This week: Good news, bad news

The military council provisionally ruling Egypt has scheduled a referendum on constitutional reforms, while forces controlled by Libyan dictator Moammar Gadhafi gained ground in the country’s civil war

Good News

This week : Good News / Bad News

End of history department

The military council provisionally ruling Egypt has scheduled a referendum on constitutional reforms that would restore judicial oversight of elections, term-limit the presidency, and take away a presidential veto over the formation of new parties. The Muslim Brotherhood and the ousted National Democratic Party favour a “yes” vote; other, newer movements are urging a “no,” saying the reforms don’t go far enough. But the referendum itself will be a milestone for the country’s transition to democracy.

Nine out of 10 ain’t bad

Ministers of health from nine provinces announced that they will create a national storage bank for blood from umbilical cords. Canadian Blood Services will manage the bank; Quebec has its own version, managed by Héma-Québec. Umbilical cord blood contains stem cells useful in treating leukemia and other blood disorders, particularly in children. Until now, the lack of a nationally registered bank for cord blood has made finding stem-cell donors difficult, especially for minorities.

You know what’s cool?

Groupon, the Web phenomenon that lets businesses offer conditional “group coupons” that kick in when a particular number of customers sign up, is facing its long-foreseen ultimate test: competition from Facebook. The social-networking giant, which is the means by which many Group­on users track new offers, will test-drive its own service for time-sensitive discounts from bricks-and-mortar businesses. Groupon rejected a US$6-billion buyout offer from Google in December.

Her royal hipness

Details of a record collection held by the late Queen Mother at a holiday retreat have revealed her penchant for the yodel stylings of Nova Scotia-born cowboy Wilf “Montana Slim” Carter (1904-1996). Carter, called the father of Canadian country music, was not the only surprising element in the consort’s collection. A tiny treasury of LPs, kept for the Queen Mum’s use at the Scottish Castle of Mey, included large helpings of ska and Paul Simon’s 1986 classic Graceland. One hopes Montana Slim’s estate is ready for a revival.

Bad News

This week : Good News / Bad News
The colonelissimo’s edge

Forces controlled by Libyan dictator Moammar Gadhafi gained ground in the country’s civil war as Western powers squabbled over creating a “no-fly zone” over the North African republic. France and Britain have pushed hard for flight restrictions, but Germany expressed reservations, and the U.S. is demanding UN Security Council support for the potential move—a sure deal-breaker, given Russian and Chinese reluctance.

A recession-proof trade

India has passed China as the world’s largest arms importer, according to a report from the Stockholm International Peace Research Institute. Figures from the think tank suggest that, for the period from 2006 to 2010, worldwide arms transfers rose 24 per cent over the previous four years. During that time, India is said to have made almost one-tenth of all global weapons purchases. The figures reflect ongoing efforts to modernize India’s military and increasing self-reliance on the part of China’s army.

Tell me on a Sunday

NFL labour negotiations ground to a halt as the players’ union decided to break off talks and voluntarily decertify for the second time in history.
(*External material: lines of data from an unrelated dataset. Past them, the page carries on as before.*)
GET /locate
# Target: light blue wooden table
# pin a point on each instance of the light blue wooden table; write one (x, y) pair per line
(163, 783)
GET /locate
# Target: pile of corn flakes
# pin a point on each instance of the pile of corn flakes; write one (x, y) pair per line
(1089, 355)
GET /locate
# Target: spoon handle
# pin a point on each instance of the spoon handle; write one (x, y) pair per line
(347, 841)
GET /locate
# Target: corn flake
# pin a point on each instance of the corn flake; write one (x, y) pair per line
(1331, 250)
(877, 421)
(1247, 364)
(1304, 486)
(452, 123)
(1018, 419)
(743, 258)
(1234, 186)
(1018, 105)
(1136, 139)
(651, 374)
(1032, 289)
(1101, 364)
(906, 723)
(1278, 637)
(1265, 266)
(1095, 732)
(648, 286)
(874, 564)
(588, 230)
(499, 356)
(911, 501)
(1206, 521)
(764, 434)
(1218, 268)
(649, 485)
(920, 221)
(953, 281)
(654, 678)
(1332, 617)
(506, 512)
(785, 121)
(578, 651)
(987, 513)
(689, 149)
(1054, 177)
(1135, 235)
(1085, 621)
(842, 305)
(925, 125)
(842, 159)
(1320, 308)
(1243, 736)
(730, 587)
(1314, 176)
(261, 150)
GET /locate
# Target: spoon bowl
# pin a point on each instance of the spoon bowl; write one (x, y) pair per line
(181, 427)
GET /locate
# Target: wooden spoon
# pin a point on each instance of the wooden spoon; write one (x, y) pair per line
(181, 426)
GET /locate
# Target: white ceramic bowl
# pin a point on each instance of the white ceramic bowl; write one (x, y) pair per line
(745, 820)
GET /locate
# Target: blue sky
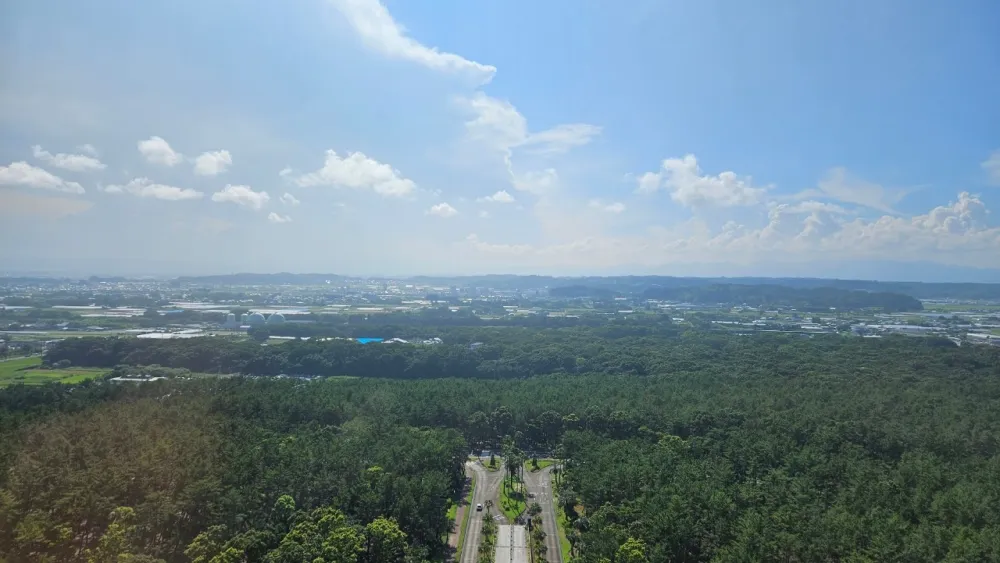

The previous instance, in 1989, allowed individual antitrust lawsuits against the league and led to the adoption of free agency. NFL owners responded this time by declaring a lockout, putting the 2011 season in question and leaving congressional figures scrambling for means of encouraging a settlement.

Money never sleeps

Are Canadian coins a spy’s dream? Maybe, hints a report from the U.S. Defense Security Service, a federal agency that teaches the ins and outs of spying to military personnel and contractors. A newly released summary of “technology collection trends” says that, “On at least three occasions between October 2005 and January 2006 . . . Defense contractors’ employees travelling through Canada discovered radio frequency transmitters embedded in Canadian coins placed on their persons.” The report does not say which coins were used, but the bimetallic toonie, with its removable centrepiece, seems to cry out for espionage use.